Os organizadores da premiação também reiteraram que a iniciativa não é uma reação ao resultado da eleição de Donald Trump como presidente dos Estados Unidos, apesar do crescente clima de mobilização social vivido no país nos últimos meses.
O processo de nomeação de candidatos para receber o prêmio de desobediência está aberto ao público através de um site. Na página, explica-se que é possível indicar “qualquer pessoa viva ou grupo que esteja ou tenha estado envolvido em atos de desobediência responsável, honrada e ética à autoridade com o objetivo de beneficiar a sociedade”. Também lembram que não se trata de apoiar atos de violência, terrorismo ou comportamentos irresponsáveis, e que “o principal objetivo do prêmio é o impacto social positivo”. Os organizadores convidarão a primeira pessoa que indicar o ganhador à cerimônia de entrega do prêmio, que será realizada em 21 de julho no MIT, em Boston. As nomeações estão abertas até 1o de maio.

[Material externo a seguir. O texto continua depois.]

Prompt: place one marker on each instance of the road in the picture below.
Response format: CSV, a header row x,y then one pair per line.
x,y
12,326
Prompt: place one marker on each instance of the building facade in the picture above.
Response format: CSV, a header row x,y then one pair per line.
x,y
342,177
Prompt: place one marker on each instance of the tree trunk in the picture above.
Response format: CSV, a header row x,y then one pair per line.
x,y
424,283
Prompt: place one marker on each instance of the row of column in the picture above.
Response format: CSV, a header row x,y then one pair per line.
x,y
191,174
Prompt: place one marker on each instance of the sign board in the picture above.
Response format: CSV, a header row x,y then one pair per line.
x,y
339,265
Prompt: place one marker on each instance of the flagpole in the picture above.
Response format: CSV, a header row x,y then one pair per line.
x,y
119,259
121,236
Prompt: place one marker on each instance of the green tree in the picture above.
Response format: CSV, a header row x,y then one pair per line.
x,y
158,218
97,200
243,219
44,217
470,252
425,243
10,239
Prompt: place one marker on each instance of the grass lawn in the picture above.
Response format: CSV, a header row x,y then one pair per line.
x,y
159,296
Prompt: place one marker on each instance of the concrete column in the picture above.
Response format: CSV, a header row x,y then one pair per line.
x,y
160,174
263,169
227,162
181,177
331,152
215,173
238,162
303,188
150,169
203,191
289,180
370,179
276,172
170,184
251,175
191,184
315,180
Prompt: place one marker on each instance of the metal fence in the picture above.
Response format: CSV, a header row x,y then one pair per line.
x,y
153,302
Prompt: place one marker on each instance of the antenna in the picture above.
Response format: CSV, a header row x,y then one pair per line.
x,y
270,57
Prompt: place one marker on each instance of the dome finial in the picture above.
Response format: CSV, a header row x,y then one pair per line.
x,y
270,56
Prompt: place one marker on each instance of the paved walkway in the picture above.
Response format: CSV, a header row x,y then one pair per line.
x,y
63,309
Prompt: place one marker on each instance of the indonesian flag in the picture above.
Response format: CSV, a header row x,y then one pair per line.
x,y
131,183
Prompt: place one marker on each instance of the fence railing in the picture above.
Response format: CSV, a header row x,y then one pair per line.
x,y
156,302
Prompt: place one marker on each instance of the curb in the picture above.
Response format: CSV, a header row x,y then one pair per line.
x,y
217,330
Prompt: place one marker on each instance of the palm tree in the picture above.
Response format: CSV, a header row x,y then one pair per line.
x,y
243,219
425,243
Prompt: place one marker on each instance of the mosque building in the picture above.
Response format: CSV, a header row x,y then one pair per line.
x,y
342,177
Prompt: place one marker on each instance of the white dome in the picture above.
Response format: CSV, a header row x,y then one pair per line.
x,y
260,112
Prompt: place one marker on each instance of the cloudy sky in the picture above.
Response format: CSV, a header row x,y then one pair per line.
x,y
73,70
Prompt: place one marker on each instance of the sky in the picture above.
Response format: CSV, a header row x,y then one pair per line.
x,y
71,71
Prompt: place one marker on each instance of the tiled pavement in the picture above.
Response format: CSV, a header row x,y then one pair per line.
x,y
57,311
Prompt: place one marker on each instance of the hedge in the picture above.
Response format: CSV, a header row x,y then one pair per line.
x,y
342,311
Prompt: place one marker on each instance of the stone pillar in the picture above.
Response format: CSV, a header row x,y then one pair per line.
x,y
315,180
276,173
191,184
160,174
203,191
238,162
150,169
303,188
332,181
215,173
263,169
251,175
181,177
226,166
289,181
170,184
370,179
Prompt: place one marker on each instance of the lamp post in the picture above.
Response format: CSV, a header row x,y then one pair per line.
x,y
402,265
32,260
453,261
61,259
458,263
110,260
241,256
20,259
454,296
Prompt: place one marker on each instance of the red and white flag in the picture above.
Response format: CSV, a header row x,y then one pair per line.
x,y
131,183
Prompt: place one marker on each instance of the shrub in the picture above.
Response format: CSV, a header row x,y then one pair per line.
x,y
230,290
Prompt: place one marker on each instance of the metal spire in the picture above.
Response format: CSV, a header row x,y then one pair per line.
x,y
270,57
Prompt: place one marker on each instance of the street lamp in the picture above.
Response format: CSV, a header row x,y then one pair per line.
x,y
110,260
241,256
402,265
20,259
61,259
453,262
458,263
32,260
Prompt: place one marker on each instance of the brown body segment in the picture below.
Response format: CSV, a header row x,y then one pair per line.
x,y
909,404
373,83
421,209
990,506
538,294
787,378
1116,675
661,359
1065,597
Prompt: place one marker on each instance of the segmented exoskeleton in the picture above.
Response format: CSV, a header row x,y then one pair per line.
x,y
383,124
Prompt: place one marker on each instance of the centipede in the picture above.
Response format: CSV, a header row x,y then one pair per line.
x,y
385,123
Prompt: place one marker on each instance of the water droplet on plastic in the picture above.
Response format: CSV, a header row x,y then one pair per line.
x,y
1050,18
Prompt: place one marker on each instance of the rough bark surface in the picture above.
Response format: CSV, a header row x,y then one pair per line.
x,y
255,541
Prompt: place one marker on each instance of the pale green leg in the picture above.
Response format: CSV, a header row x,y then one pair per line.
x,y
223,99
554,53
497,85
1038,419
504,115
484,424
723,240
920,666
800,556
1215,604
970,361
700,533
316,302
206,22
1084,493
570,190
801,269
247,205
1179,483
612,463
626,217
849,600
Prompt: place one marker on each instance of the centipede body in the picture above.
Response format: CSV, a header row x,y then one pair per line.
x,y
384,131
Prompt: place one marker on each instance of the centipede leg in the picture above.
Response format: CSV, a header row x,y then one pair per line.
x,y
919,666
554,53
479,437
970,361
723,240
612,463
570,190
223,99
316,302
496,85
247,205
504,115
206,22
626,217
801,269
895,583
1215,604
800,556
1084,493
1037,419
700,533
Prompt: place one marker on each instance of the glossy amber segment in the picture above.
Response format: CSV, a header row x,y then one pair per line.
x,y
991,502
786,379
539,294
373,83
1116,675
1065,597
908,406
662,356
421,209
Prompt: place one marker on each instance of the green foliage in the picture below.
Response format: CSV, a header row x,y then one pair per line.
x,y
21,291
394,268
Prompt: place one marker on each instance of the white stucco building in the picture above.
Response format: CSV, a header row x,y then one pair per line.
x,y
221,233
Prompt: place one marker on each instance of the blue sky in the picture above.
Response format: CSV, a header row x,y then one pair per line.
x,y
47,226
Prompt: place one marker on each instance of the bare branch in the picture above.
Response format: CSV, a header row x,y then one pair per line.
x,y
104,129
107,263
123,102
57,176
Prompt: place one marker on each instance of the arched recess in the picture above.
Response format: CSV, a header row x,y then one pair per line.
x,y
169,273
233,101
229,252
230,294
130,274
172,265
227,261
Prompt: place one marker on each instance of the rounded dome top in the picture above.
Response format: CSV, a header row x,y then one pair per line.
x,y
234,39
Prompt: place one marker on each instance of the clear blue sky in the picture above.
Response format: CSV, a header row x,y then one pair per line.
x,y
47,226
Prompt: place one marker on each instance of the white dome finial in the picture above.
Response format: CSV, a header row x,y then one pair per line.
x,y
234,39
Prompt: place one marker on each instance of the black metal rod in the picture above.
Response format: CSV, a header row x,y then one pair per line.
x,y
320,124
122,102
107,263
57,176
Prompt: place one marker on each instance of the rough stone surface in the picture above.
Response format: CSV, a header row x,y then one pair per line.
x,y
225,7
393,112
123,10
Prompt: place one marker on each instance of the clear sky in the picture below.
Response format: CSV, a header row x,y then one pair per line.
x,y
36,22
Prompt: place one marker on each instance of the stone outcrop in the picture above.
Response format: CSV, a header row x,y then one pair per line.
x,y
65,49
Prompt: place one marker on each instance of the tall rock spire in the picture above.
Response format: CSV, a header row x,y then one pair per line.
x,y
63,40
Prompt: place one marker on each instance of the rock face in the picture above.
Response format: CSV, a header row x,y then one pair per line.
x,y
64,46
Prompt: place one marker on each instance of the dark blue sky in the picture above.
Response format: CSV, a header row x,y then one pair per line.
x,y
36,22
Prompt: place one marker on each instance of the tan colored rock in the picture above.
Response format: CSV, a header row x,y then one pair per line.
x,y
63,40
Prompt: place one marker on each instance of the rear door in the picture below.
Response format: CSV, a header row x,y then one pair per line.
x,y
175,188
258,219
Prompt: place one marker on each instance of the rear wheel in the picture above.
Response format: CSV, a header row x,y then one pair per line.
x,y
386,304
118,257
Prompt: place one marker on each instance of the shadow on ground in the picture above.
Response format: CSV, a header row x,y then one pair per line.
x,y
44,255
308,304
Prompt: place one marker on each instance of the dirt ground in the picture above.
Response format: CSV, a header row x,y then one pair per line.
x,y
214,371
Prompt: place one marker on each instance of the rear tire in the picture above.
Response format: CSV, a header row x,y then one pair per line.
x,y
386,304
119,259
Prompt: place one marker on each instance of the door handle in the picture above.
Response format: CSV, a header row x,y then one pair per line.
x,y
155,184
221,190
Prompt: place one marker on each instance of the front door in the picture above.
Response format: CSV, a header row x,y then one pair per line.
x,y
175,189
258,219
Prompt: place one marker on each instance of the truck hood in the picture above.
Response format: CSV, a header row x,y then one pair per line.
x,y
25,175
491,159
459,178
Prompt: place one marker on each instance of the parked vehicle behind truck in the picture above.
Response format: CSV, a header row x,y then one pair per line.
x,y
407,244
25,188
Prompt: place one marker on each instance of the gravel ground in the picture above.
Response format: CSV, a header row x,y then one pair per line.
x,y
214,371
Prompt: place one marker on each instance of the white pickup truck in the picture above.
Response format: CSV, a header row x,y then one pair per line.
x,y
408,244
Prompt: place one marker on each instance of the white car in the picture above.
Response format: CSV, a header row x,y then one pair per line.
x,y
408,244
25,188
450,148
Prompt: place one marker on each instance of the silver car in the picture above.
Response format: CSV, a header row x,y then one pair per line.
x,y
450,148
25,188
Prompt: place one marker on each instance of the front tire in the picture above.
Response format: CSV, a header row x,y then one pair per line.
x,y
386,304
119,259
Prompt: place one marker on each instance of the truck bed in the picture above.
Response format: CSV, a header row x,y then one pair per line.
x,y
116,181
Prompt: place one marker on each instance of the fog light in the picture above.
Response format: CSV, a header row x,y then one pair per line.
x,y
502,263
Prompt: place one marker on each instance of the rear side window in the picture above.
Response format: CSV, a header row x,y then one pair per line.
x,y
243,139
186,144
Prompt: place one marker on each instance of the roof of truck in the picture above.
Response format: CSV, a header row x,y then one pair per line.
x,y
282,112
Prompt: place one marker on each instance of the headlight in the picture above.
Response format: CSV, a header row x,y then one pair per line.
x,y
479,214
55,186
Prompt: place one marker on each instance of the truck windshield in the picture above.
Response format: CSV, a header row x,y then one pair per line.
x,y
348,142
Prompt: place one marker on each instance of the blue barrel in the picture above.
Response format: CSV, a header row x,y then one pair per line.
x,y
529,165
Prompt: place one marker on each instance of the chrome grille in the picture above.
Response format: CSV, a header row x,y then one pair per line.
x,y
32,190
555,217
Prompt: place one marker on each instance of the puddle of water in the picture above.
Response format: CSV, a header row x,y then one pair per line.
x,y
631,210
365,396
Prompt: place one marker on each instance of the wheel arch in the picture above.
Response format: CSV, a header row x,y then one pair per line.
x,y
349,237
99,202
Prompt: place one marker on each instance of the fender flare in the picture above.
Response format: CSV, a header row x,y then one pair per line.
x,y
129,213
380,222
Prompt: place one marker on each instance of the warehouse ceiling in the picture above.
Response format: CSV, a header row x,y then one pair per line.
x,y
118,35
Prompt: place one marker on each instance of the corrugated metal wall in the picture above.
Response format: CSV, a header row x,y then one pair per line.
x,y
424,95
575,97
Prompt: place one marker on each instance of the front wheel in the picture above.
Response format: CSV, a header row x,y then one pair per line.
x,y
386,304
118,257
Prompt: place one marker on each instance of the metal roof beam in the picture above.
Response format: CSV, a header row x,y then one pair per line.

O ganhador será eleito por um júri multidisciplinar liderado por Ito e que incluirá especialistas em direitos civis, cientistas, acadêmicos e ativistas de direitos humanos.
Definindo a “desobediência útil”
Segundo Zuckerman, além do reconhecimento de um indivíduo ou grupo concreto, o prêmio tem como objetivo abrir um debate público sobre a importância e o significado da “desobediência útil”. Na opinião de Zuckerman, a desobediência pode se apresentar de muitas formas e em uma quantidade de disciplinas, e é um conceito difícil de definir. “Até que se tente encontrar uma definição, é difícil perceber o quão amplo e difuso é o conceito de desobediência”, explicou.
“Há ocasiões nas quais devemos respeitar nossos princípios e avaliar se as leis e regras são justas ou devem ser questionadas”
No caso das novas tecnologias, Zuckerman acredita que a desobediência é ainda mais difícil de definir, mas seus efeitos podem frear o ritmo da inovação, já que, em alguns casos, o simples fato de usar uma coisa para um objetivo diferente daquele para o qual ela foi projetada pode ser subversivo, em referência aos termos de licenças de usuário que não permitem transformar ou modificar produtos de consumo. “Nesses casos, o uso de um modo distinto (daquele para o qual foram idealizados) pode configurar um ato de protesto”, disse.
No caso da ciência, os limites enfrentados por pesquisadores são, às vezes, mais sutis, pois incluem limitações sociais e éticas. Segundo Zuckerman, exemplos de cientistas que tiveram que nadar contra a corrente para avançar em seus trabalhos pelo bem comum são Rachel Carson, autora do livro Primavera Silenciosa (Gaia Editora), no qual alerta sobre os perigos dos pesticidas sintéticos apesar da oposição das indústrias químicas que os produziam, ou o bioquímico do MIT Kevin Esvelt, que desafiou convenções morais ao modificar geneticamente mosquitos e ratazanas para evitar a transmissão de doenças.
Zuckerman, um ativista digital que participou de várias causas relativas à liberdade de expressão e a facilitar a comunicação intercultural, se atreveu a predizer que o ganhador do prêmio será “aquela pessoa que melhor nos ajudar a entender quando faz sentido ser desobediente”.